Yes. MinishLab benchmarked Semble across 63 repositories in 19 programming languages. The tool uses language-agnostic chunking and works with Python, JavaScript, TypeScript, Go, Rust, C++, and other common languages without configuration.
Does Semble send my code to an external service?
No. Semble runs entirely on CPU using locally computed Model2Vec embeddings. No data leaves your machine, and there is no external API dependency. For creators working with proprietary pipelines or client code, the local-only design is a meaningful privacy guarantee.
How does Semble compare to GitHub Copilot code search?
Copilot code intelligence is cloud-based and tied to GitHub. Semble is local, open-source, and model-agnostic -- it connects to any agent via MCP or Python API. It is also significantly more token-efficient because it returns only the relevant snippet rather than broad file context.
Can I use Semble with agents other than Claude Code?
Yes. Semble exposes a Python API and CLI that any agent can call. The MCP integration is a convenience layer for Claude Code specifically. Any agent that supports tool calling or can invoke shell commands can use Semble for code search.
How long does indexing take on a large codebase?
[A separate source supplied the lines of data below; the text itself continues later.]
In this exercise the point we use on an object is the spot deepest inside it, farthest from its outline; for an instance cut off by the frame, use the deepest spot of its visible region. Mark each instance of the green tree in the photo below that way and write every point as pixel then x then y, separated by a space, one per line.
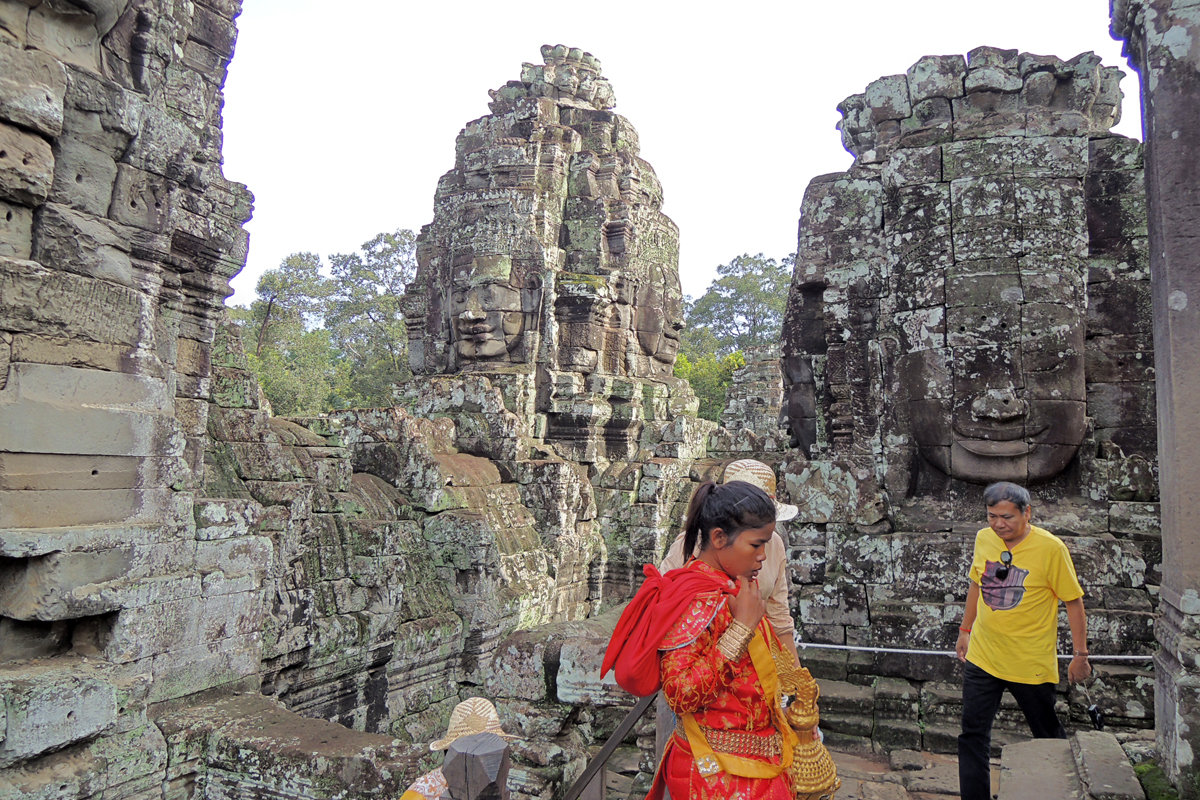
pixel 294 290
pixel 742 308
pixel 300 373
pixel 365 318
pixel 709 377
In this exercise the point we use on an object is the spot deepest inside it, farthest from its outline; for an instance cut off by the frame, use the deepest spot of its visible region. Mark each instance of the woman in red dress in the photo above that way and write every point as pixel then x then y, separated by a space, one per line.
pixel 703 627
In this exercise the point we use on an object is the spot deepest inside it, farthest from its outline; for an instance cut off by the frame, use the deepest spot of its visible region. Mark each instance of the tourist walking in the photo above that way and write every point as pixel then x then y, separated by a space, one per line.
pixel 700 633
pixel 1009 641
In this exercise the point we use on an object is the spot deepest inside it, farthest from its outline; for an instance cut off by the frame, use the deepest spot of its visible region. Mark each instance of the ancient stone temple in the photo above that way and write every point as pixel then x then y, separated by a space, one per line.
pixel 971 302
pixel 199 600
pixel 1161 41
pixel 196 595
pixel 551 274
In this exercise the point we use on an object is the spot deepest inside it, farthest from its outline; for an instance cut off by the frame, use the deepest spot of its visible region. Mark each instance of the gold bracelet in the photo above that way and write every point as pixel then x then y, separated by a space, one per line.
pixel 735 641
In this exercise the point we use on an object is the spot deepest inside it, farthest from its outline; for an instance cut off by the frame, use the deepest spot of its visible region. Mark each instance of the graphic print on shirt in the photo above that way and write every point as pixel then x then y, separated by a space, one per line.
pixel 1002 595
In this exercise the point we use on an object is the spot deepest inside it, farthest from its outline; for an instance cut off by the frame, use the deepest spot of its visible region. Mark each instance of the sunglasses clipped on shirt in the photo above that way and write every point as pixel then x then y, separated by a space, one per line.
pixel 1006 560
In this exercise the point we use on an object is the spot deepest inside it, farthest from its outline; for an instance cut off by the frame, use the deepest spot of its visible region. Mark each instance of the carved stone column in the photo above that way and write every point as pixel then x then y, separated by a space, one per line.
pixel 1163 44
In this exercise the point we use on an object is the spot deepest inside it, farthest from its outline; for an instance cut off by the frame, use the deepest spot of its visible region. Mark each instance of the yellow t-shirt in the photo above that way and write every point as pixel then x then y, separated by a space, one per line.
pixel 1015 633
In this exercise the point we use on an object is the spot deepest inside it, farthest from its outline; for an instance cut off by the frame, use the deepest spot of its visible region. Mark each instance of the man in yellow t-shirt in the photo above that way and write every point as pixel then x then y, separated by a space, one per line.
pixel 1011 639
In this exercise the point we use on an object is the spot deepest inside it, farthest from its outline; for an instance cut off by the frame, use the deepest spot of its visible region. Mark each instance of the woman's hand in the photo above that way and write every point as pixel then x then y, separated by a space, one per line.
pixel 748 606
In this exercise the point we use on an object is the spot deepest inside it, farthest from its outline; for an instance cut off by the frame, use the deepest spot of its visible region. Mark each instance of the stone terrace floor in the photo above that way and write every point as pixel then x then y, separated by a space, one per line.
pixel 904 775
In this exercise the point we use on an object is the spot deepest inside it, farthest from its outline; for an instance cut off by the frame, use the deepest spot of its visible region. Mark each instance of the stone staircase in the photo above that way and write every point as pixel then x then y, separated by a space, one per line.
pixel 1090 765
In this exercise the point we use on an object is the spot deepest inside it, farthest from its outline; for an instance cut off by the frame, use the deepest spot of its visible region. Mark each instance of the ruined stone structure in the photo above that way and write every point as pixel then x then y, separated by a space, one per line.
pixel 165 542
pixel 1162 43
pixel 197 597
pixel 971 304
pixel 551 272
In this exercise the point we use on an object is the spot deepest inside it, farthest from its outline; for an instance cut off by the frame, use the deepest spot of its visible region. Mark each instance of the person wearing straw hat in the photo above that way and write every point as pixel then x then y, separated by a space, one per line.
pixel 773 578
pixel 473 715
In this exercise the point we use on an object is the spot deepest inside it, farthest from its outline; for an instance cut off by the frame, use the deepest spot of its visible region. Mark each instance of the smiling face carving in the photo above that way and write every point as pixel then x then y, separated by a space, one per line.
pixel 1009 383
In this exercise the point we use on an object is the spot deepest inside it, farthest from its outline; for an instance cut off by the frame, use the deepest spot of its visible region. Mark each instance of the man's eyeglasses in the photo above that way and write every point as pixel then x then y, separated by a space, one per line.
pixel 1006 560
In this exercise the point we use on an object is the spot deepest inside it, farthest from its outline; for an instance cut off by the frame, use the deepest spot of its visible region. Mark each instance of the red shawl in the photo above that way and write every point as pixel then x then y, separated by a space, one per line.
pixel 633 650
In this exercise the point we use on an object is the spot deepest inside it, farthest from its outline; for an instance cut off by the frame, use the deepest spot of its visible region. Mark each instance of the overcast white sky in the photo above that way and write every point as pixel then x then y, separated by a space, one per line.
pixel 342 116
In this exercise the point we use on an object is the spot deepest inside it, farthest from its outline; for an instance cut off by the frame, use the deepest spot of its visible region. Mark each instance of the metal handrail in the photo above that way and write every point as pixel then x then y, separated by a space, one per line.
pixel 610 746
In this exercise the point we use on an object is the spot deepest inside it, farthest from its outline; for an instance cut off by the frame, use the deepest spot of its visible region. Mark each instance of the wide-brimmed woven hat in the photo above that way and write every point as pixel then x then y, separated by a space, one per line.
pixel 473 715
pixel 759 474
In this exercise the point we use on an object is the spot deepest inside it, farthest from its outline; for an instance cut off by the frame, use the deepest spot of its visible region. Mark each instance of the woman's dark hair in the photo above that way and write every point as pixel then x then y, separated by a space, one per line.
pixel 732 506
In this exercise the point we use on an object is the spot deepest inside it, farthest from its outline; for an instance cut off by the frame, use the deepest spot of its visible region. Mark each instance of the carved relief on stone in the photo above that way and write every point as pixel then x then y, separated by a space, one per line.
pixel 550 254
MinishLab reports 263 milliseconds for typical repositories. Exact time scales with repository size, but the hybrid approach is 218 times faster than purely neural alternatives. Even for larger codebases, indexing completes before the first agent response in most sessions.
What is the license?
MIT. Semble is free for personal and commercial use with attribution. The model weights and all dependencies are permissively licensed.